For many, these temperatures create ideal vacation destinations for overseas citizens, but visitors get to leave the heat eventually; think about those who live in the heat!
Facing high temperatures every day can cause a lot of sweat, particularly for the overweight and obese, which unfortunately are common problems in the United States, just like dehydration. These two factors combined can quickly lead to sweating, which eventually (if nothing is done about it) will lead to dehydration.
In heat related dehydration, there are several simple actions you can take. Staying out of the sun is step number one; instead, aim to stay in the shade or inside during the heat of the day (11am – 3pm), and don’t excessively exercise in the heat either.
In cases of states with high humidity, simply staying out of the sun won’t help, you may find that even in the shade, the heat persists. In these cases, you will need to take an active approach to cooling your body down, whether this is by sitting next to a fan, placing a cool, damp towel over yourself or drinking ice cold water.
If you are overweight, it is a good idea to exercise in the cooler months, when you won’t overheat or dehydrate yourself as easily. As mentioned, fat insulates body heat very effectively, so losing fat is not only good for your general health, but will reduce how much you sweat a little, therefore maintaining body fluid levels, of course you’ll still sweat whether you’re skinny or obese.
Travellers who are not accustomed to the extreme heat of America may find it overwhelming, so reading our tips and tricks to stay hydrated whilst travelling may help you keep your cool whilst the heat tries to keep you down.
Diet is another thing to take into account. There are a plethora of foods that not only hydrate you, but also dehydrate you too. It’s important to monitor your diet, and study what foods you are consuming to determine why you feel the way you do. It’s undeniable that sugar is abundant in America; it’s found in a lot of sugary foods like cakes, chocolate and sodas, but salt is also a big culprit.

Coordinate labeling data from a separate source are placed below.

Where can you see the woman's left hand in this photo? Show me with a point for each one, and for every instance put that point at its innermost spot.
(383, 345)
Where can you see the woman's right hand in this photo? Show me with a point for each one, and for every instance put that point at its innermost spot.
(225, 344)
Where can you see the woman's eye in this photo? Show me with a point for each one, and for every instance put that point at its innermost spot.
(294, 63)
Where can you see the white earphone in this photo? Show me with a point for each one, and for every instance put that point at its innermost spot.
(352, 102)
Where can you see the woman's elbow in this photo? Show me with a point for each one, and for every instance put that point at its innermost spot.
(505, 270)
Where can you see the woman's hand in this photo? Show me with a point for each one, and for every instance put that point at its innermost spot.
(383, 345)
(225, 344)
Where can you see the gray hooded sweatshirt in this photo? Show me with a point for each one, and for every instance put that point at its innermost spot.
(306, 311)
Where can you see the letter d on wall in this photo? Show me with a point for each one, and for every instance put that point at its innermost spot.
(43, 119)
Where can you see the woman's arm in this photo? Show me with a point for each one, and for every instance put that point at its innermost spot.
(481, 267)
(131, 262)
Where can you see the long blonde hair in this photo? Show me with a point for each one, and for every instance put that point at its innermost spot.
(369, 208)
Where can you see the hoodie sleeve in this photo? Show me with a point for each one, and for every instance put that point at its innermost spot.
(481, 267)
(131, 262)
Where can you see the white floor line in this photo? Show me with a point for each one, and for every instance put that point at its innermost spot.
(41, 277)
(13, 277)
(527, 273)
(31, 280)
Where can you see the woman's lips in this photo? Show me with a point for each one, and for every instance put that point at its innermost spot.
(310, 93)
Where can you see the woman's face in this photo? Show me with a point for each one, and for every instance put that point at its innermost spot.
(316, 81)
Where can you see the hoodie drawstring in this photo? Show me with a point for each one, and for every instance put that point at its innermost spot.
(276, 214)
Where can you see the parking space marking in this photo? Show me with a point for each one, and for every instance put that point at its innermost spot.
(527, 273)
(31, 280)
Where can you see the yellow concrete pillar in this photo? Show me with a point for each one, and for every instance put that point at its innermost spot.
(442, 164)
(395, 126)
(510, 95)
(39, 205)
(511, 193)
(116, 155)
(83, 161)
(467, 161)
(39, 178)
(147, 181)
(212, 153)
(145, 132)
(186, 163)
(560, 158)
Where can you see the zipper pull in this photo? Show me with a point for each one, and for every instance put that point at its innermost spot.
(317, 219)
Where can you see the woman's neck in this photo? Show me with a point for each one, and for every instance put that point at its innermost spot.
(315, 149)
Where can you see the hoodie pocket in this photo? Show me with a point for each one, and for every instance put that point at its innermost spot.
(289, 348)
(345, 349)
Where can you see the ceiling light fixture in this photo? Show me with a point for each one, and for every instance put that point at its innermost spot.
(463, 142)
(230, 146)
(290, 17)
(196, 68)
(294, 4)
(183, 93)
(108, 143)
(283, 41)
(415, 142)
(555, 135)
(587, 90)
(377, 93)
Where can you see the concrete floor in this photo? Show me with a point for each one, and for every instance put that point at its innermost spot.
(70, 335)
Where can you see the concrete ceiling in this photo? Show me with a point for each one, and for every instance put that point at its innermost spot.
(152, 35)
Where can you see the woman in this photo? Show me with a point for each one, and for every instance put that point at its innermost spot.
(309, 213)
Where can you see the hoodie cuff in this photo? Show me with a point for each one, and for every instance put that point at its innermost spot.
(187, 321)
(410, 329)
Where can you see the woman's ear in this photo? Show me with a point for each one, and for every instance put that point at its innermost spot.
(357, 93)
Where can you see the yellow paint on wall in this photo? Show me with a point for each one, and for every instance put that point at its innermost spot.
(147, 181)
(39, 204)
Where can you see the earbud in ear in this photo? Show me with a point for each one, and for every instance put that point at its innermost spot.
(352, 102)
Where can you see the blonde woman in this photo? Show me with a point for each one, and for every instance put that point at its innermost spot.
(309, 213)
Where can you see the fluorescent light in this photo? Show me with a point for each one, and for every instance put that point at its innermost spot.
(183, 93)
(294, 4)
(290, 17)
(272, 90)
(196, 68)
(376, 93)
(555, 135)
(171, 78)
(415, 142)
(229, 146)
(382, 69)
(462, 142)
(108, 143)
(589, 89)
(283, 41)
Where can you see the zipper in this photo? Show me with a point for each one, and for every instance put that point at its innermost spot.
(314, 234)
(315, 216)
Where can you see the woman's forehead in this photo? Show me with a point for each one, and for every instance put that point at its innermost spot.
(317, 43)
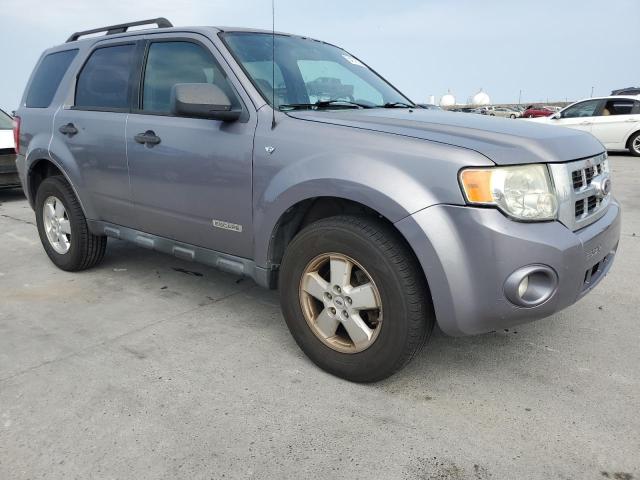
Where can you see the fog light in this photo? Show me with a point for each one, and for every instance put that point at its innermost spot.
(531, 286)
(522, 288)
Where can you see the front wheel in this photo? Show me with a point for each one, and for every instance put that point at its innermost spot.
(634, 145)
(354, 297)
(63, 228)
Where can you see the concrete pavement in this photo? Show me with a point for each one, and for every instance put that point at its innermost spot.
(151, 367)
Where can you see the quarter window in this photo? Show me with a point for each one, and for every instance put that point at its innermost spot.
(47, 78)
(104, 80)
(170, 63)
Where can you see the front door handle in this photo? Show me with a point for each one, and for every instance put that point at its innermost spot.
(147, 138)
(68, 129)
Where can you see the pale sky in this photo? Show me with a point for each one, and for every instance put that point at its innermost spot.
(549, 49)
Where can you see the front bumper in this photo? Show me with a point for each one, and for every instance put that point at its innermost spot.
(468, 253)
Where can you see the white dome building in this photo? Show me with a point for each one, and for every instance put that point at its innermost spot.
(480, 99)
(448, 100)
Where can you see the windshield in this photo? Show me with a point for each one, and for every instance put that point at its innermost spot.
(310, 74)
(6, 123)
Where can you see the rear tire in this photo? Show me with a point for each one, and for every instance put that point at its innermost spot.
(400, 321)
(63, 228)
(634, 144)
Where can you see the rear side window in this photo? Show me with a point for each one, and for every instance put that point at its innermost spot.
(47, 78)
(103, 82)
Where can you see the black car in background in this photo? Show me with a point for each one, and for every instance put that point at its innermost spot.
(8, 171)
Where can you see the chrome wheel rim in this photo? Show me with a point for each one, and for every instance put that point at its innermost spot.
(341, 303)
(56, 225)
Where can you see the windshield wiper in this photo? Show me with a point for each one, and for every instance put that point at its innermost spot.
(323, 104)
(397, 105)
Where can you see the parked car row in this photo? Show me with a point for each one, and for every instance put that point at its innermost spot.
(614, 120)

What’s weird, is that we need these two minerals (amongst others) to hydrate effectively, so cutting them out altogether is not the answer. You need to monitor what foods you are eating; aim to eat plenty of fruit and vegetables, as these are full of water, and minerals like sugar and electrolytes which aid in hydration.
Finally, I saved the best one for last; drink water. If you’re concerned that you may be dehydrated, and you are reading this without a glass of water to hand, go get one!

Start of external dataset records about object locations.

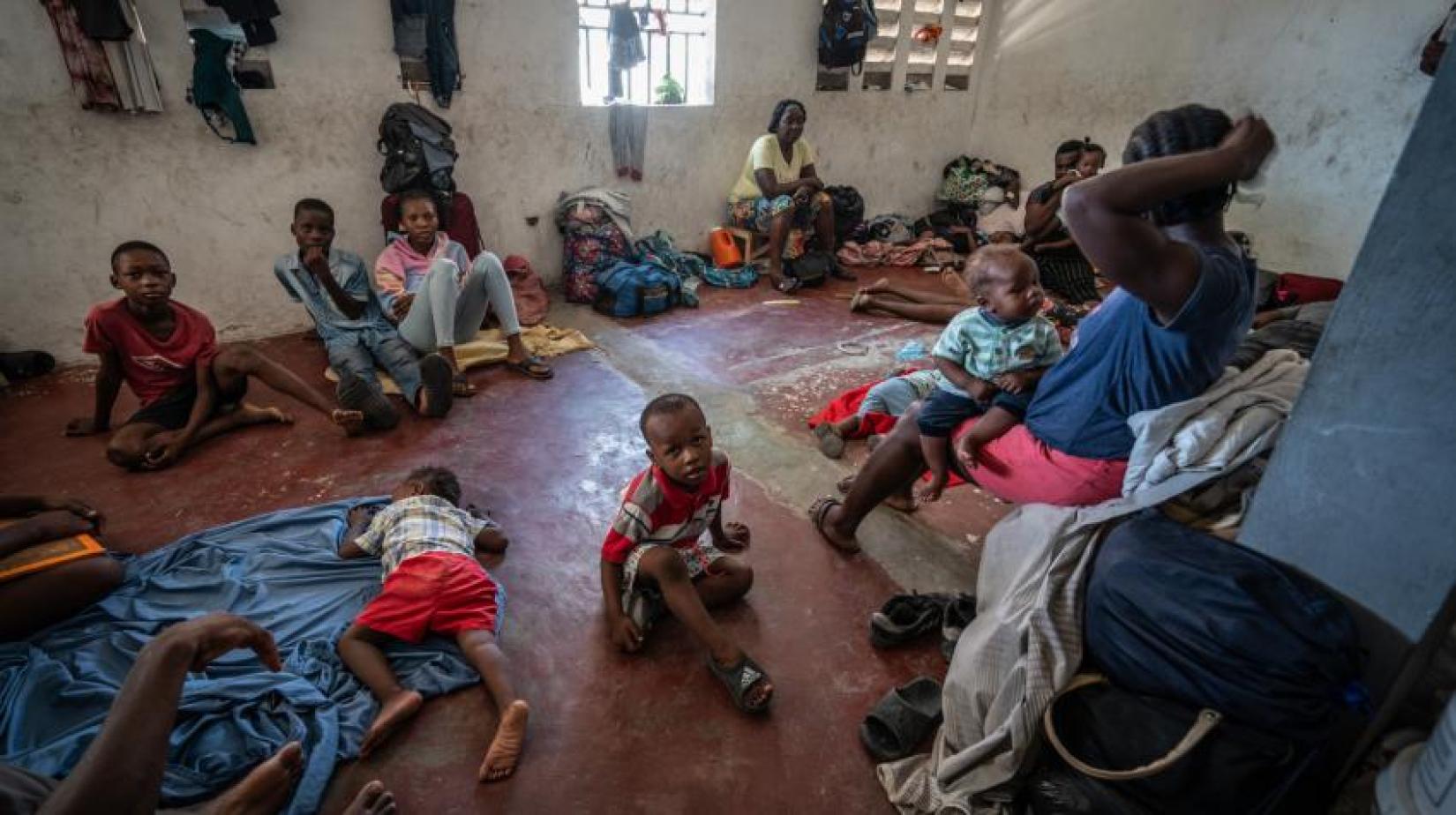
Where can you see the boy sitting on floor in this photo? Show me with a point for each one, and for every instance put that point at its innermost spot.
(990, 358)
(168, 354)
(334, 286)
(432, 584)
(653, 552)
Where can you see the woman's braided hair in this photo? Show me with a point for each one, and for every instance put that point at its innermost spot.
(784, 108)
(1173, 132)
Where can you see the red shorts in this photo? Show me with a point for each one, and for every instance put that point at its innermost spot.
(437, 593)
(1023, 469)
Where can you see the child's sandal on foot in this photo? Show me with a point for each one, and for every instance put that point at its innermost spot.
(740, 680)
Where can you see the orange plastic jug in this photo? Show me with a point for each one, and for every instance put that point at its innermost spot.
(725, 252)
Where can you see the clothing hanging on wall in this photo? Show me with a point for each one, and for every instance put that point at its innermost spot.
(85, 60)
(441, 56)
(411, 20)
(214, 91)
(102, 19)
(255, 16)
(627, 138)
(624, 47)
(131, 66)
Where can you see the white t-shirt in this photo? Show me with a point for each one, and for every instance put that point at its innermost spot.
(768, 156)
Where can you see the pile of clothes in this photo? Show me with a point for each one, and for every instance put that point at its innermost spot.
(624, 275)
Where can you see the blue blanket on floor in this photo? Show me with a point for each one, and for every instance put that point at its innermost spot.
(280, 571)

We have been spoiled by the delicious taste of sugar, and that’s why many Americans choose a sugary can of pop over a refreshing glass of water. Other than sodas, caffeinated drinks like coffee, tea and energy drinks, and alcoholic beverages like beer, spirits and wines, are diuretics, which cause you to urinate frequently. Through this urination, there is a loss of bodily fluids and dehydration can occur.
Therefore, cutting these drinks out altogether isn’t the answer either. Again, it’s down to moderation. You can enjoy a morning cup of coffee, or a glass of wine with dinner, just make sure not to overdo it, and seek to replace the lost fluids and minerals in your body afterwards with appropriate amounts of water and healthy foods.
This dietary surveillance can also provide an effective proactive approach to weight loss; it’s not an overnight process though, so don’t be discouraged if you find it strenuous, or don’t feel the effects lighten immediately.